Receptor-specific Ca²⁺ oscillation patterns mediated by differential regulation of P2Y purinergic receptors in rat hepatocytes

Extracellular agonists linked to inositol-1,4,5-trisphosphate (IP₃) formation elicit cytosolic Ca²⁺ oscillations in many cell types, but despite a common signaling pathway, distinct agonist-specific Ca²⁺ spike patterns are observed. Using qPCR, we show that rat hepatocytes express multiple purinergic P2Y and P2X receptors (R). ADP acting through P2Y1R elicits narrow Ca²⁺ oscillations, whereas UTP acting through P2Y2R elicits broad Ca²⁺ oscillations, with composite patterns observed for ATP. P2XRs do not play a role at physiological agonist levels.
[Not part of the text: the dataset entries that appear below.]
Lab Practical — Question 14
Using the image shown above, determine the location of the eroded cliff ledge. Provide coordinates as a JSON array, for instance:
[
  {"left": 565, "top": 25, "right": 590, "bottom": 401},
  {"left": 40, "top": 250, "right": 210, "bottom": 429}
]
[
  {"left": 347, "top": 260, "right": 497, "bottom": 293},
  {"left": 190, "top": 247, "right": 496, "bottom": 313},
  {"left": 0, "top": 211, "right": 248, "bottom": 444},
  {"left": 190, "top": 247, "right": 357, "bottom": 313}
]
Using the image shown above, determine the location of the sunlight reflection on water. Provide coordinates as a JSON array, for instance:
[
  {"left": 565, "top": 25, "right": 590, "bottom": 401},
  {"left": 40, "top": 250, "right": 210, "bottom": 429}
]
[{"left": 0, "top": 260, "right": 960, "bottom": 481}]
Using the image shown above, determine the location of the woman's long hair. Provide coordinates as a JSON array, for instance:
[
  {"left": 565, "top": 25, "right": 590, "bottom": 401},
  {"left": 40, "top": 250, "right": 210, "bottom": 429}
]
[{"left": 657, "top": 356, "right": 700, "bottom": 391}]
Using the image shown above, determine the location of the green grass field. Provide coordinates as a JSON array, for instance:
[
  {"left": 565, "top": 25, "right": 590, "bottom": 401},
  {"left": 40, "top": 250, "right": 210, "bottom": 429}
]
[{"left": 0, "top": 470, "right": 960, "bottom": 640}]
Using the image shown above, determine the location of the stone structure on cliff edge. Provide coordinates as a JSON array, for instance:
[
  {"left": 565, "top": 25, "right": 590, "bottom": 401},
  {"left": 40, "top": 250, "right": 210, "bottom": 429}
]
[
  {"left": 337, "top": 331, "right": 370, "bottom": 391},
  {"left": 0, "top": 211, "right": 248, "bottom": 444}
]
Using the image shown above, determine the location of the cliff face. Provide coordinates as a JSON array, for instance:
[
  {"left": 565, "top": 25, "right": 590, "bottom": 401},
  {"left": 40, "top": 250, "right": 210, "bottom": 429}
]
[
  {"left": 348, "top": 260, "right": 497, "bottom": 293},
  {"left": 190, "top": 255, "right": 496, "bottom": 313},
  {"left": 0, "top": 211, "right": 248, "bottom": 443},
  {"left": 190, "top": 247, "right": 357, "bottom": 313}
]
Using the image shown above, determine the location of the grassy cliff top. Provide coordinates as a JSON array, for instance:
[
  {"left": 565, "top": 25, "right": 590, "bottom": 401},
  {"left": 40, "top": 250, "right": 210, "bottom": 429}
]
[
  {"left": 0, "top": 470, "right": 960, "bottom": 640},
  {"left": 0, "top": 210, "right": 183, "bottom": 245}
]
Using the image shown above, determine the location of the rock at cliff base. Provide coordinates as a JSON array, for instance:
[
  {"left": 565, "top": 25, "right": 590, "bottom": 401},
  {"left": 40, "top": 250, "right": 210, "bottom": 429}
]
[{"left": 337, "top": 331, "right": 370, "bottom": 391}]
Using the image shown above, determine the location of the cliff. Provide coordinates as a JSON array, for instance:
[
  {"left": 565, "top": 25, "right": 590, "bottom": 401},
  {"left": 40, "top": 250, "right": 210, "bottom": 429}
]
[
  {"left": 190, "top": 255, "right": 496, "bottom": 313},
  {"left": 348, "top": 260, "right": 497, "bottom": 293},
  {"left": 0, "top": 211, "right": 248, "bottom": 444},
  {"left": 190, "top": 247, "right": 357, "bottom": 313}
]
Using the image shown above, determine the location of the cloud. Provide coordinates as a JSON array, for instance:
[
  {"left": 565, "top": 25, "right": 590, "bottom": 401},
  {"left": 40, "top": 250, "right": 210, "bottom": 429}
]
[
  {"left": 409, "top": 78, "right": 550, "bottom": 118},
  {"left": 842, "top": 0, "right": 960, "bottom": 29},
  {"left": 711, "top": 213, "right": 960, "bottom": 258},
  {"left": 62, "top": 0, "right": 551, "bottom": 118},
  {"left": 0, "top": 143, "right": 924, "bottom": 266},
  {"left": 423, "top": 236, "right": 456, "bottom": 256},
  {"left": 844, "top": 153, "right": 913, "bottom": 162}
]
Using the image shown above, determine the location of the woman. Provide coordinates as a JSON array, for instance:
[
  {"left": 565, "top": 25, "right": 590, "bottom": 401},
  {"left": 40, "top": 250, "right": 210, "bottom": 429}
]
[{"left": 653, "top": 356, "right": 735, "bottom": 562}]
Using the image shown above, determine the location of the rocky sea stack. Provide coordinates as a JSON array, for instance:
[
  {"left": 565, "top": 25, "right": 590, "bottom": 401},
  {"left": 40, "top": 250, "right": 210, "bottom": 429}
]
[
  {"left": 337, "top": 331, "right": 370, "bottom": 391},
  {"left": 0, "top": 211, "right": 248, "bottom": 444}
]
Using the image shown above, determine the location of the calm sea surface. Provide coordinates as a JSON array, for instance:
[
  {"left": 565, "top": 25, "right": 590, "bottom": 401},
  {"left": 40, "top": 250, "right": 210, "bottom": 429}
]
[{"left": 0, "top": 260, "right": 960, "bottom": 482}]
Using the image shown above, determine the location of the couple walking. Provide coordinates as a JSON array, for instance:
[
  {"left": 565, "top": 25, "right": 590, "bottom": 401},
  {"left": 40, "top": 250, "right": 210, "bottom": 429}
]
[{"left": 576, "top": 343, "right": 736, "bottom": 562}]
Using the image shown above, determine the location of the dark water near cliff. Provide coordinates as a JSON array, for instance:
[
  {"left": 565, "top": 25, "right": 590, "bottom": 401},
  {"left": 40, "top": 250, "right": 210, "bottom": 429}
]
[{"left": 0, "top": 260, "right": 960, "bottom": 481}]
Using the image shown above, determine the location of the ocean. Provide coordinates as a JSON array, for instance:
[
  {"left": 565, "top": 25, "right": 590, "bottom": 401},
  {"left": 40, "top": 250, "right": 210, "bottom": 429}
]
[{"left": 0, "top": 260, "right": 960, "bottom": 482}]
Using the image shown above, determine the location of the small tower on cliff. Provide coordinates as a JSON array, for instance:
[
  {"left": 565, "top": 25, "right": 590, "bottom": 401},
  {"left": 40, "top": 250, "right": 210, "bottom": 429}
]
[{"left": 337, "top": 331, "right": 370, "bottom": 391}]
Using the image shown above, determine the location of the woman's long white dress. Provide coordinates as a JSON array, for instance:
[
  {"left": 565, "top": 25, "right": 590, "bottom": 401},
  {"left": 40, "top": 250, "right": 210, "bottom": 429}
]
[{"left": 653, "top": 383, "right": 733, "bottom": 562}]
The discrete Ca²⁺ signatures reflect differential effects of protein kinase C (PKC), which selectively modifies the falling phase of the Ca²⁺ spikes. Negative feedback by PKC limits the duration of P2Y1R-induced Ca²⁺ spikes in a manner that requires extracellular Ca²⁺. By contrast, P2Y2R is resistant to PKC negative feedback. Thus, the PKC leg of the bifurcated IP₃ signaling pathway shapes unique Ca²⁺ oscillation patterns that allows for distinct cellular responses to different agonists.